I honestly didn’t think I’d pay to see a movie worse than Spider-Man 3 this year. I was wrong.

I plopped down $10.25 to see a little gem (if by “gem” you mean load of crap) called, Aliens vs. Predator: Requiem (or “AVPR,” for short).

Now, I have to say despite its many, many flaws, I still found myself amused – slightly. The film almost walked the line between campy spoof humor and kick-butt action. The special effects and the art direction were top notch. The cast was good – sometimes very good.

But, the main problem was that the sub-plot of humans in danger and the dialogue writing sucked big time.

Here, the main characters that draw the audience into the theatres are the acid-blooded Aliens and techie-savage Predators. The problem, neither of these characters talk – the most noise either of these makes is a clicking growl or screech.

This means the supporting humans must have interactions and dialogue worthy enough to draw in the audience enough for it to suspend disbelief in what is a pretty unbelievable concept. That just doesn’t happen.

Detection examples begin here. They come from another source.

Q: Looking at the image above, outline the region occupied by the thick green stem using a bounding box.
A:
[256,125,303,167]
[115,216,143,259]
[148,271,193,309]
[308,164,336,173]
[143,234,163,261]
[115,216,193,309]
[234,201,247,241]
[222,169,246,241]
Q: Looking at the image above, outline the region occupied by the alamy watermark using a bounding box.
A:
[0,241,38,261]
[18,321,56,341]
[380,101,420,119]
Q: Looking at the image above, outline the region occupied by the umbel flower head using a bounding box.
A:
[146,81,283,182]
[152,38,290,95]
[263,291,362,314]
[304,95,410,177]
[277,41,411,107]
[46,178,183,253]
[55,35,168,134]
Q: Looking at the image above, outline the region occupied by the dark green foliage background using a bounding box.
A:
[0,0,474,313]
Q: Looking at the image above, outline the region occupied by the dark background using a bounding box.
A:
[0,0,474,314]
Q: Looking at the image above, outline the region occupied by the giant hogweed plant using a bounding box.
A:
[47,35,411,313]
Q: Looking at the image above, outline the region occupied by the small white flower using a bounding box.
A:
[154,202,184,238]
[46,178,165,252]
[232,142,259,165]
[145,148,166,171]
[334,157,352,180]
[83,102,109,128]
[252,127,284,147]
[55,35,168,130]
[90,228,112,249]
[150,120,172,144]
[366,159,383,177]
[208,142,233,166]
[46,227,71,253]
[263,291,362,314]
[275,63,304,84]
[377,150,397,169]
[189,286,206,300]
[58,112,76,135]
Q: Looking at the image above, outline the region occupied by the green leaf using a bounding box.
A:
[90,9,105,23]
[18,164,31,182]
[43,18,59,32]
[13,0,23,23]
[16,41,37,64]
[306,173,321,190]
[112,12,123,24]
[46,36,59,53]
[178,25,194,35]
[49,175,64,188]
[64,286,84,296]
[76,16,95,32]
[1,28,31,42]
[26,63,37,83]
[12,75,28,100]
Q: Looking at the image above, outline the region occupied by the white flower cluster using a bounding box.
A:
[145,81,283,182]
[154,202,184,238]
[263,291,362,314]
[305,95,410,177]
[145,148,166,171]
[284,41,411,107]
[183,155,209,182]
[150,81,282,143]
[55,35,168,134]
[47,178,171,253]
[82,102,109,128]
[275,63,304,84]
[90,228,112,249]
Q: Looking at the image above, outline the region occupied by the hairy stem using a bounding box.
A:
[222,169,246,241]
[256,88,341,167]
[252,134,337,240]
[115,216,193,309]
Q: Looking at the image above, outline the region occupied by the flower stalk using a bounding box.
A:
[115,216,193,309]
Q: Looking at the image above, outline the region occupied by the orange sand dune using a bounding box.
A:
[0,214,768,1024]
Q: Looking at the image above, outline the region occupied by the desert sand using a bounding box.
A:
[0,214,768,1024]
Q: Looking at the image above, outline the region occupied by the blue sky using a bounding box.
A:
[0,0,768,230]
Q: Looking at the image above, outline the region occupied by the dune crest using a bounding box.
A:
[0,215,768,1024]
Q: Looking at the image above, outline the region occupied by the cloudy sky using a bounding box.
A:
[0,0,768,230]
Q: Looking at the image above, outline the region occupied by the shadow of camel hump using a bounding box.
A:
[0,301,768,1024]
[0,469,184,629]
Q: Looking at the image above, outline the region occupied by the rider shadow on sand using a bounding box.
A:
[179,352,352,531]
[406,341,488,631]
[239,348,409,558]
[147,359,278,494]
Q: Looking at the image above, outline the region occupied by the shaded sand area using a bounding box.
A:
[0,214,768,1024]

[NOTE: Matters don’t get much better when the plot holes are so big that it’s hard to follow the story because the audience is talking out loud asking valid questions such as, “now why didn’t they just drive away in the tank?”]

With not-so-witty banter such as, “You’re too stupid to talk, shut up!” and “People are dying; we need guns,” screenwriter Shane Salerno is living up to his track record of writing really bad movies. He’s responsible for two other piles of bad dialogue in 2000’s Shaft remake and 1998’s Armageddon. I seriously wonder how he continues to dupe movie studios into paying him money to write.

It’s a shame.

The Alien franchise is one of the best in science fiction horror history. But now it has devolved to the level of self-aware bad camp. Sad.

Final rating: Horrible. 1 star out of 5.

(It gets the one star instead of zero for three reasons: 1. they avoid the save-the-babies for no apparent reason cliche of most horror films, 2. A laugh-out-loud scene when Daddy is telling his little girl there is no such thing as monsters, and 3. the creators put in little non-subtle but amusing nods to just about every famous horror movie made in the past 50 years.)